There’s a fine line between home and homeless. The haves and the have nots.

Huey, 17, said it best after he spent an evening serving food to Beaumont’s homeless alongside his four roommates (brothers, really) at First Baptist Church’s Hands Up Inner City Ministry.

“I like helping people,” he said. “It makes me feel good because that could have been me in there.”

Huey, who now lives in a residential group home at Buckner Children’s Village in Beaumont, told me that he and his mother used to eat free meals at any church that offered it when he was a boy. “We didn’t have much money, so we’d go anywhere for free food.”

 Like I said, fine line.

Every Wednesday night Huey and his roommates – Cole, Stephen and Keith – ride with executive director Greg Eubanks to serve dinner to the homeless. It’s not a privilege earned through merit, but a right they deserve, Eubanks said. And most of all, it’s fun.

“I look forward to this night all week,” he told me. “And I think they do, too. It’s the one night where these boys all feel like they have something worth giving.”

And as I watched Huey and his roommates – Cole, Stephen and Keith – eagerly plop red beans and rice on plastic plates, it struck me that these boys really could be on the other side of that serving line. But they’re not, because someone somewhere cared. And today, through Buckner, they’re able to show that they care, back.

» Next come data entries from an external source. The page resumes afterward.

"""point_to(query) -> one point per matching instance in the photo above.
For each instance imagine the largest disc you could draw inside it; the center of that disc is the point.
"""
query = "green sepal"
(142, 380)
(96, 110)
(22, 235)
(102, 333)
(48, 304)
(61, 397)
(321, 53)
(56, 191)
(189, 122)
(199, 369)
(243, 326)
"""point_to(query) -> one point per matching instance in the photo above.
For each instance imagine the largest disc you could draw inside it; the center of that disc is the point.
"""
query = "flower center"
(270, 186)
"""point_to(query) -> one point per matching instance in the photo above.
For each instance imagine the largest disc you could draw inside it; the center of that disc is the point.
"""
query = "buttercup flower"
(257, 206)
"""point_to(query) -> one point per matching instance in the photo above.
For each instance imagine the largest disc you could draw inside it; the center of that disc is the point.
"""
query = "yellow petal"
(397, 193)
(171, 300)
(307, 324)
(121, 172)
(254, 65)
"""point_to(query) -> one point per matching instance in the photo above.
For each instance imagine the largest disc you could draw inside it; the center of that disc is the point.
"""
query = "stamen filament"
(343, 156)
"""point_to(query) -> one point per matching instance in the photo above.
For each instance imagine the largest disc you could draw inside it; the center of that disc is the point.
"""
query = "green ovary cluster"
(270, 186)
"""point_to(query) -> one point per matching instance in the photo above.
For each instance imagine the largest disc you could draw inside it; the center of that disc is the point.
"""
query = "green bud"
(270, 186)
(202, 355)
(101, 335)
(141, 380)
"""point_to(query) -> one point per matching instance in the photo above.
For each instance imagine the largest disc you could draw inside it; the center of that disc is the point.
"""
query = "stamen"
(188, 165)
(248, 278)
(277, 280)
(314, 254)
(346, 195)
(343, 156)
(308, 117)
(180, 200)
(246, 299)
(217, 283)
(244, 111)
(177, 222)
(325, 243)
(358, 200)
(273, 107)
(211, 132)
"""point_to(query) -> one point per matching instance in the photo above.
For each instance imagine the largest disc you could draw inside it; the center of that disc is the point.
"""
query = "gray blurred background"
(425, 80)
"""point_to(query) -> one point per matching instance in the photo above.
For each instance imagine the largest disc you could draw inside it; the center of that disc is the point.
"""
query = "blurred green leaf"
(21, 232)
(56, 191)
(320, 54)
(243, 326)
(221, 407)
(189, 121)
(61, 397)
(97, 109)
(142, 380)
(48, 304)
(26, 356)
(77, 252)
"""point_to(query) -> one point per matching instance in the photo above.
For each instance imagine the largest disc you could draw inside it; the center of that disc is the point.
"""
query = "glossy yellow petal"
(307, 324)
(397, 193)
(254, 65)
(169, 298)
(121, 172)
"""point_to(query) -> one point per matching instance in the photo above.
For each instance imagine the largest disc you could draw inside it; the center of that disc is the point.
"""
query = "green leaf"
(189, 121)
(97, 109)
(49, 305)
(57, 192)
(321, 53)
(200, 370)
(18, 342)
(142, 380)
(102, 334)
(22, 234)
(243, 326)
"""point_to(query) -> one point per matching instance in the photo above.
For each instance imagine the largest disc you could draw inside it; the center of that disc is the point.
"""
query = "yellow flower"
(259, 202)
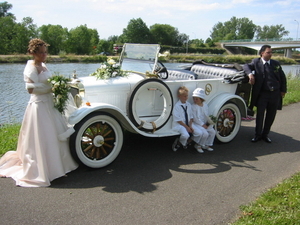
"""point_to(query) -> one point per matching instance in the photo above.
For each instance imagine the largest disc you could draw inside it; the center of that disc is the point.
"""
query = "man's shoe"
(198, 148)
(267, 139)
(256, 139)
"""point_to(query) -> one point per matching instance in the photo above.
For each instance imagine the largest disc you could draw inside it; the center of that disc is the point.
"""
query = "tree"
(82, 40)
(136, 32)
(274, 31)
(23, 32)
(55, 36)
(4, 7)
(164, 34)
(6, 35)
(234, 29)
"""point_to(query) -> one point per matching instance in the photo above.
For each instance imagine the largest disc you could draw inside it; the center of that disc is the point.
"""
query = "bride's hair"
(34, 45)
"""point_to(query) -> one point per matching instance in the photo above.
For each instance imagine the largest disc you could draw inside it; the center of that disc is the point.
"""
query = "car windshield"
(139, 57)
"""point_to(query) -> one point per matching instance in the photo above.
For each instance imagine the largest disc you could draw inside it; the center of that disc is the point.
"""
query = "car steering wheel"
(161, 70)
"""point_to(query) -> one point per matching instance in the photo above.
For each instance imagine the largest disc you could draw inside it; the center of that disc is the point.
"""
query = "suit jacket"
(257, 66)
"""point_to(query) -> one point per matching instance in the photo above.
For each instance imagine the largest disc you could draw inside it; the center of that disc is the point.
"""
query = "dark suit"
(266, 93)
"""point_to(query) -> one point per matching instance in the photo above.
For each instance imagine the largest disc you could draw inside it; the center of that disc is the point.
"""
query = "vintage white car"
(143, 105)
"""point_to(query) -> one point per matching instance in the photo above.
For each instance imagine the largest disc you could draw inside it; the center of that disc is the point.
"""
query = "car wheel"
(97, 140)
(228, 122)
(150, 104)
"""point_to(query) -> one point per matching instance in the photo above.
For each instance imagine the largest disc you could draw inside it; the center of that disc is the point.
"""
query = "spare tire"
(150, 104)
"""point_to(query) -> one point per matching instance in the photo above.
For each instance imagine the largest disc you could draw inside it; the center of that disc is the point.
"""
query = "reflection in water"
(14, 97)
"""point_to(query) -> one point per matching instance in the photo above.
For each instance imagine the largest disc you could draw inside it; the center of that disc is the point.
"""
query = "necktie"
(185, 115)
(267, 67)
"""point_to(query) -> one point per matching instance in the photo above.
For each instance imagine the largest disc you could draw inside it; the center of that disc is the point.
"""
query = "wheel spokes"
(226, 122)
(98, 141)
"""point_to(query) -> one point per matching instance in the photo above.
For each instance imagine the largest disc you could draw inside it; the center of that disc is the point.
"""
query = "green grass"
(279, 205)
(293, 94)
(9, 137)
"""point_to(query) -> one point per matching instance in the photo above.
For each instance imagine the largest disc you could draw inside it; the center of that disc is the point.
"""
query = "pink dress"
(41, 154)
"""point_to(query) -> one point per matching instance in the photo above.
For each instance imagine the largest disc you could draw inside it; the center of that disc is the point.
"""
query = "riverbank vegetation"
(279, 205)
(83, 40)
(178, 58)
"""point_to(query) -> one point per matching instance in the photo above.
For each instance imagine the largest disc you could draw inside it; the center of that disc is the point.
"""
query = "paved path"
(150, 184)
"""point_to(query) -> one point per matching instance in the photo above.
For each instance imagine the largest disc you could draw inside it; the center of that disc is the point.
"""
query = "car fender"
(216, 103)
(103, 108)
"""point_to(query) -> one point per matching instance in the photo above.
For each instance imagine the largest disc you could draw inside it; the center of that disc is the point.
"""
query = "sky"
(195, 18)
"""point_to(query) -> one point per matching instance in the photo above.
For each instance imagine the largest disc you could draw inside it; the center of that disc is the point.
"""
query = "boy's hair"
(182, 90)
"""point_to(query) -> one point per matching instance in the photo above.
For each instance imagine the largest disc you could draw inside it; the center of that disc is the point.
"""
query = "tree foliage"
(164, 34)
(55, 35)
(4, 7)
(136, 32)
(82, 40)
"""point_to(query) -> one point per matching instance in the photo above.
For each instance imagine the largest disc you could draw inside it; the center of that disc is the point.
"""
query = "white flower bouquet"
(108, 70)
(60, 88)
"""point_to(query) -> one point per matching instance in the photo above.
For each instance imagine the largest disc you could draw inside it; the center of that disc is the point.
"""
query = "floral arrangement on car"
(277, 68)
(60, 88)
(109, 69)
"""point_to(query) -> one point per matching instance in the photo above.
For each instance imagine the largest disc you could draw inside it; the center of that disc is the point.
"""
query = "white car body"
(144, 106)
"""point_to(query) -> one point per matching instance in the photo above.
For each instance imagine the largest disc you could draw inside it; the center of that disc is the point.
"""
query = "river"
(14, 97)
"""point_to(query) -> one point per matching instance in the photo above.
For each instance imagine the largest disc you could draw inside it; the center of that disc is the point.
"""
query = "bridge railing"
(262, 40)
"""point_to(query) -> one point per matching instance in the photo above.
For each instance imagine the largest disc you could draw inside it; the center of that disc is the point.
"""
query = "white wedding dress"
(41, 156)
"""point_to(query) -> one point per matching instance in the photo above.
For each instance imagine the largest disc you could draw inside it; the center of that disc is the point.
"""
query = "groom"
(268, 88)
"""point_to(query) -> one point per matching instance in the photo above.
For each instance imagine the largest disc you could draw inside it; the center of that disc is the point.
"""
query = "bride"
(42, 153)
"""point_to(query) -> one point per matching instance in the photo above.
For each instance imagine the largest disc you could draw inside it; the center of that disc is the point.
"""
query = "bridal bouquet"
(109, 69)
(60, 88)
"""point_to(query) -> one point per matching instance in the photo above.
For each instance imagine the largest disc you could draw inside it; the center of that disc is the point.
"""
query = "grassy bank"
(180, 58)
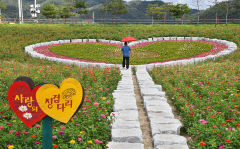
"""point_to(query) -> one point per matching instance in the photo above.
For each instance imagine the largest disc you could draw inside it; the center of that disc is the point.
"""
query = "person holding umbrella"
(125, 50)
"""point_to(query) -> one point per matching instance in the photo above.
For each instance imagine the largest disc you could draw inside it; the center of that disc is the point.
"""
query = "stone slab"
(174, 146)
(120, 106)
(164, 121)
(147, 98)
(125, 124)
(168, 139)
(158, 109)
(163, 114)
(156, 103)
(151, 92)
(165, 129)
(133, 135)
(117, 145)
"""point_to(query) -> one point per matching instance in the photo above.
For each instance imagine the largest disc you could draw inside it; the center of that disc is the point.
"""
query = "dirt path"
(143, 119)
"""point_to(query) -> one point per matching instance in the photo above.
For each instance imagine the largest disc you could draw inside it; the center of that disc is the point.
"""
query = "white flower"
(23, 108)
(27, 115)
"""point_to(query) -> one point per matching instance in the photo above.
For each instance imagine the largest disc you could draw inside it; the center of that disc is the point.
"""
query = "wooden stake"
(47, 132)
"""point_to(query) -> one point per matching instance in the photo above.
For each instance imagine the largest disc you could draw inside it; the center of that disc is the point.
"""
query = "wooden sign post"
(47, 132)
(47, 102)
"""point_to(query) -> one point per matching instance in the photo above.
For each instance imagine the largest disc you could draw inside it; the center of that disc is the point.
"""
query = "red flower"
(203, 143)
(228, 141)
(55, 146)
(191, 114)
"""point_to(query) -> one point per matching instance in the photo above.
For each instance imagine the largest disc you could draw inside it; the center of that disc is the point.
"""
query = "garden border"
(231, 48)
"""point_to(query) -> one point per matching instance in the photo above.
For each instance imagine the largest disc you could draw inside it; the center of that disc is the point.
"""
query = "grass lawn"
(206, 89)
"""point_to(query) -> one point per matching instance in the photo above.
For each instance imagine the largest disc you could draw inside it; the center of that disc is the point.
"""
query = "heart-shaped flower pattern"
(23, 102)
(60, 103)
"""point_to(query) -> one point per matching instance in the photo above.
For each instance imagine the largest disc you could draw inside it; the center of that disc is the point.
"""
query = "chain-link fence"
(119, 21)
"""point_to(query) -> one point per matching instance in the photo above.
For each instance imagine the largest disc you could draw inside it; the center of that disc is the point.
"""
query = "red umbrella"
(128, 39)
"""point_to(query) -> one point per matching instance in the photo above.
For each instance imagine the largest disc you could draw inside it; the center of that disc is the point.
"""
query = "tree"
(155, 11)
(166, 8)
(49, 10)
(105, 7)
(2, 7)
(179, 10)
(215, 2)
(227, 5)
(198, 4)
(116, 7)
(65, 11)
(81, 7)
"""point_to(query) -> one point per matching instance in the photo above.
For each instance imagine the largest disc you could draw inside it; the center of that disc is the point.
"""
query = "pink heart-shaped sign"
(23, 102)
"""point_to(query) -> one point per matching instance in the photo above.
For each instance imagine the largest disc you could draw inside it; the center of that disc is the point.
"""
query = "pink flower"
(61, 132)
(203, 121)
(17, 133)
(95, 104)
(103, 116)
(25, 132)
(63, 127)
(98, 141)
(79, 139)
(37, 126)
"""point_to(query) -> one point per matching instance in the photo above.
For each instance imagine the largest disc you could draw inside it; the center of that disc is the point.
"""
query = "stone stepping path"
(126, 131)
(165, 128)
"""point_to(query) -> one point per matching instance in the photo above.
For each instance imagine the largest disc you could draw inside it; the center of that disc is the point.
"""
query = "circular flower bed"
(142, 53)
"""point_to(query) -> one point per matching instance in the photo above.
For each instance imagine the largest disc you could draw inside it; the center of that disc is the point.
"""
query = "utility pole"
(34, 10)
(20, 12)
(0, 15)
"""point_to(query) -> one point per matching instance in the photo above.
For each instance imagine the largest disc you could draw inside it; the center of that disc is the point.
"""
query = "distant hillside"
(234, 11)
(137, 9)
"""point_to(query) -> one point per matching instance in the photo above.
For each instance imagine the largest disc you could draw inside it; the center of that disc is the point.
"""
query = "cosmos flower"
(22, 108)
(27, 115)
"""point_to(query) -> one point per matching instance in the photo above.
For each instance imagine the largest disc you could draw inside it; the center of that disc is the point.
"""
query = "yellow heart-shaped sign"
(60, 103)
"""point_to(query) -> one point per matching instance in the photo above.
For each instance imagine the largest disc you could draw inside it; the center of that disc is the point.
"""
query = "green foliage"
(153, 52)
(223, 71)
(49, 10)
(155, 11)
(2, 6)
(206, 96)
(221, 8)
(116, 7)
(179, 10)
(65, 11)
(81, 7)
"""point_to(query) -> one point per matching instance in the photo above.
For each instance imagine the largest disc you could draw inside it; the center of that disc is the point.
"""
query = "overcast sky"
(191, 3)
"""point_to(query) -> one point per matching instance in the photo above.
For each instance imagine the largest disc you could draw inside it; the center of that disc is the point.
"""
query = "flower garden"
(205, 95)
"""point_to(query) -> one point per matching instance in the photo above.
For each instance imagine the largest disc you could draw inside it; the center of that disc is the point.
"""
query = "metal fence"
(119, 21)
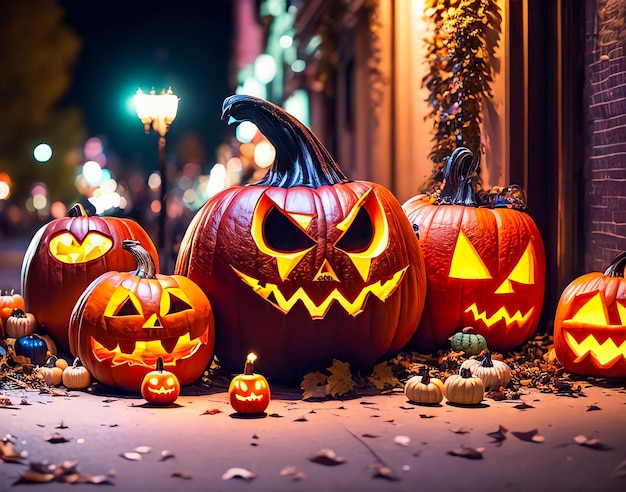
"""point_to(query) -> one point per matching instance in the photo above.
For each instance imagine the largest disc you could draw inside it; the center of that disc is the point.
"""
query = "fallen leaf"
(382, 376)
(238, 473)
(469, 453)
(326, 457)
(57, 438)
(402, 440)
(132, 456)
(314, 385)
(340, 380)
(529, 436)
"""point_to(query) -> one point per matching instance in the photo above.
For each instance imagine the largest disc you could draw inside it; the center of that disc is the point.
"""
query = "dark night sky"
(184, 44)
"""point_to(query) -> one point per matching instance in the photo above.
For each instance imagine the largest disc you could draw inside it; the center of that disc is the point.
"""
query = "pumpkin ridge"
(301, 159)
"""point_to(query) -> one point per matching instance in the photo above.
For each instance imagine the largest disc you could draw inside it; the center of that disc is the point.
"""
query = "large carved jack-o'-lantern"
(305, 266)
(485, 265)
(125, 321)
(65, 255)
(590, 323)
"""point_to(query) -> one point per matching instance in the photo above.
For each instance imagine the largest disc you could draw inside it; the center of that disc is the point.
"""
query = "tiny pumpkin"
(464, 388)
(20, 324)
(467, 341)
(424, 389)
(249, 392)
(160, 387)
(493, 373)
(76, 376)
(50, 373)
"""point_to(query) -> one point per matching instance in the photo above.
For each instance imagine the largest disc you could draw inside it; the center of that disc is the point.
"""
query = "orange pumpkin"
(485, 266)
(590, 323)
(306, 265)
(65, 255)
(160, 387)
(249, 392)
(124, 321)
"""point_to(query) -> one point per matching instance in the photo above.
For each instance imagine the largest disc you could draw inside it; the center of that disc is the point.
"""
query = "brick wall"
(605, 169)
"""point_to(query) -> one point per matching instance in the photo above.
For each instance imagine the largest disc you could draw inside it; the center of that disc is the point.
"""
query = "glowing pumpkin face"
(590, 323)
(65, 255)
(249, 392)
(304, 266)
(124, 322)
(160, 387)
(485, 269)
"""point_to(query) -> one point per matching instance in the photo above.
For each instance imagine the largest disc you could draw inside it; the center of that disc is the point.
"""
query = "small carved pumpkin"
(464, 388)
(160, 387)
(424, 389)
(590, 323)
(124, 321)
(20, 324)
(485, 264)
(467, 341)
(76, 376)
(249, 392)
(8, 302)
(65, 255)
(493, 373)
(306, 265)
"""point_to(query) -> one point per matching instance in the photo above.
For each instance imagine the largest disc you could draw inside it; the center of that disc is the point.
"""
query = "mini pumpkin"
(160, 387)
(9, 301)
(65, 255)
(467, 341)
(464, 388)
(424, 389)
(124, 321)
(590, 323)
(20, 324)
(494, 373)
(485, 264)
(306, 265)
(51, 373)
(249, 392)
(76, 376)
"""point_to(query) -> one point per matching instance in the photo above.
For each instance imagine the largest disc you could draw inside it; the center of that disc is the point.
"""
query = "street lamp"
(157, 111)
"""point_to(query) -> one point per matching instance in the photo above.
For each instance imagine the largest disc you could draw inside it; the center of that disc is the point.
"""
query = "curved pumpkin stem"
(145, 264)
(460, 171)
(76, 210)
(616, 268)
(301, 159)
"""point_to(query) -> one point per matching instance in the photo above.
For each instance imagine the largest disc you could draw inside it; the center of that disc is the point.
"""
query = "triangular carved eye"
(127, 308)
(466, 262)
(177, 305)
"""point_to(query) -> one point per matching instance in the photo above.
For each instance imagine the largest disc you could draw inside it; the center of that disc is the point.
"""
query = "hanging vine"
(460, 53)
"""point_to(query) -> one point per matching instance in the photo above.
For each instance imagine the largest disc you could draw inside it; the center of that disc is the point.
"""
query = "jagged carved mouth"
(501, 314)
(146, 352)
(606, 346)
(271, 293)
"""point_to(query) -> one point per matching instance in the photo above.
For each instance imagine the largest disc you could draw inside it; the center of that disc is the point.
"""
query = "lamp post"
(157, 111)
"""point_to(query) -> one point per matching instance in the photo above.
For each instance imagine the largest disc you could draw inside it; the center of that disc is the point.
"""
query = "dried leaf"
(469, 453)
(314, 385)
(402, 440)
(57, 438)
(529, 436)
(340, 380)
(238, 473)
(131, 456)
(591, 443)
(185, 475)
(382, 376)
(326, 457)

“I feel like Buckner has given me so much, it’s only right to give back,” 16-year-old Stephen told me. And as I watched him hand out rolls to some of Beaumont’s hungry and helpless, the Bible verse on the back of his lime green shirt seemed all too appropriate. 1 John 2:6: Whoever claims to live in him must walk as Jesus did.

Keith, 16, was the most eager to work. He was the first to dash into the kitchen and put on his rubber gloves. “I like helping people,” he told me. Keith hopes to join the Marines and serve as a nurse. His 6 foot plus frame, clean cut looks and good manners make it seem like he already belongs.

Cole, also 16, spent most of his time in the back of the kitchen, washing dishes. “It’s a lonely job,” he joked. “But I’m glad to do it.”

Then he said something I didn’t expect to hear.

“If this was a year ago, you wouldn’t recognize me. I was a different person. I couldn’t even remember what I did the day before.”

He continued to quietly scrub every last remnant from the pots and pans delivered to him. “I’m a lot more responsible now,” he said. I could tell.

I don’t know all the details of each boys’ past, but I know it’s unfair that they’ve had to struggle. It blessed me to see their courage and hope. And mostly, to see their desire to help others as they have been helped.

And judging from the variety of people who came up to me at the church, telling me what “good boys” these four are, I could tell that they had blessed many others, too.

After we left the church and the boys (once again) fought over who could sit in the van’s captain chairs, Stephen asked me what I was going to write. “Tell them we’re the awesomest,” he said. “That’s not even a word,” someone else shouted out.

Well, for this column – it is. Guys, you’re the “awesomest.”  Thanks for showing me what it means to ‘walk as Jesus did.’